War In Heaven
David Zindell, 1998, Sci-fi
War in Heaven, the sequel to The Wild, is both the most rewarding and the most annoying of Zindell's books. Danlo, son of Mallory Ringess, has completed a dangerous quest to find the Architects of the Old Church and get them to agree to stop artificially causing supernovas.
However, his problems are just beginning. The events of The Wild took place over 5 years, so as Danlo returns to Neverness, he sees many changes in the city, few of them for the better. The religion that Bardo started in The Broken God has become insanely popular, and those who don't follow it are scorned. Hanuman is the real power in the city, and is building a gigantic computer that employs forbidden technology in near-Neverness orbit. He says the computer will be used for the benefit of all citizens. Yeah. Right.
Hanuman's actions lead to war, of course. Danlo's compatriots attack Hanuman's forces, and Danlo is caught in the middle. After a saboteur destroys Neverness's main source of food with a hydrogen bomb, everyone in the city begins to suffer. Zindell draws the problems of living in a blockaded war zone very well, and it's easy to feel sympathetic towards Danlo, his friends, and his family as they go hungry. It's even easy to feel for Danlo as he breaks his vow to never harm another living animal in order to hunt seal and bear to feed his friends.
Heck, even Danlo's preposterous master plan to end the war sings. Danlo confronts the bad guys, gets ambushed and left for dead, then after an enormous amount of suffering, he gets his act together and pounds the bad guys like they were cheap veal. It's all very satisfying if you can suspend disbelief.

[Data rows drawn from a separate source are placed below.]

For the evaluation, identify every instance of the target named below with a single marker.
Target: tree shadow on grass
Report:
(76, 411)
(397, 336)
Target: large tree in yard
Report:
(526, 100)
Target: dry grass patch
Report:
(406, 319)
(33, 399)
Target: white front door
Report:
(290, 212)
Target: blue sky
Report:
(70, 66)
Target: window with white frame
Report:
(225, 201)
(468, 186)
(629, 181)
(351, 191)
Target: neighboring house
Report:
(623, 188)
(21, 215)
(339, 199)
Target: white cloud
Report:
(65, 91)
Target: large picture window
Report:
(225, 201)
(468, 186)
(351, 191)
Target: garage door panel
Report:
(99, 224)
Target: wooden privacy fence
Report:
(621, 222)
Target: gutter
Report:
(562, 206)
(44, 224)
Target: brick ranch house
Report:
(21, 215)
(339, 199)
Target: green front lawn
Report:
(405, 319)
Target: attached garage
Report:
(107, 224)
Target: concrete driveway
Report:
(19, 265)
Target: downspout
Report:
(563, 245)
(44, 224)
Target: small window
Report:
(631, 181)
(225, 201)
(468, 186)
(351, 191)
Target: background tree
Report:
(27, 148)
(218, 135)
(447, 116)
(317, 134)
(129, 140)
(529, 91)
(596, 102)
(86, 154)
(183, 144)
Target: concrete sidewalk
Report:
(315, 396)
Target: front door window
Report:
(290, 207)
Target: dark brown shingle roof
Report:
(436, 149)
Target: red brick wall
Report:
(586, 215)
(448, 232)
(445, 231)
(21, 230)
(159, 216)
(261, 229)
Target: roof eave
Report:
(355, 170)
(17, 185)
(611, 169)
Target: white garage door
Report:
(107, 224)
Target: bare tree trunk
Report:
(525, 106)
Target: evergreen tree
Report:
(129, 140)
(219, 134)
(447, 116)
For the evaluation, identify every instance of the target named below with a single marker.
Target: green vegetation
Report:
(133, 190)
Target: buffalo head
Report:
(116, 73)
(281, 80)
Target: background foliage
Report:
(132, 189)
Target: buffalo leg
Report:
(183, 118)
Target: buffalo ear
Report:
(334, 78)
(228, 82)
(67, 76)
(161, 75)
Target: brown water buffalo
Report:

Unfortunately, the book has problems after the bad guys are defeated and Danlo's managed to stop the war. Clichés abound, and the falling action and resolution are far too tidy. Zindell's writing style may also annoy some people, and the stylistic badness is at its worst in this book. Anyway, despite the flaws, this book brings the series started in Neverness to an end in a way that thunders like the last movement of the 1812 Overture. It's not to everyone's taste, but In My Humble Opinion, the whole series is worth reading.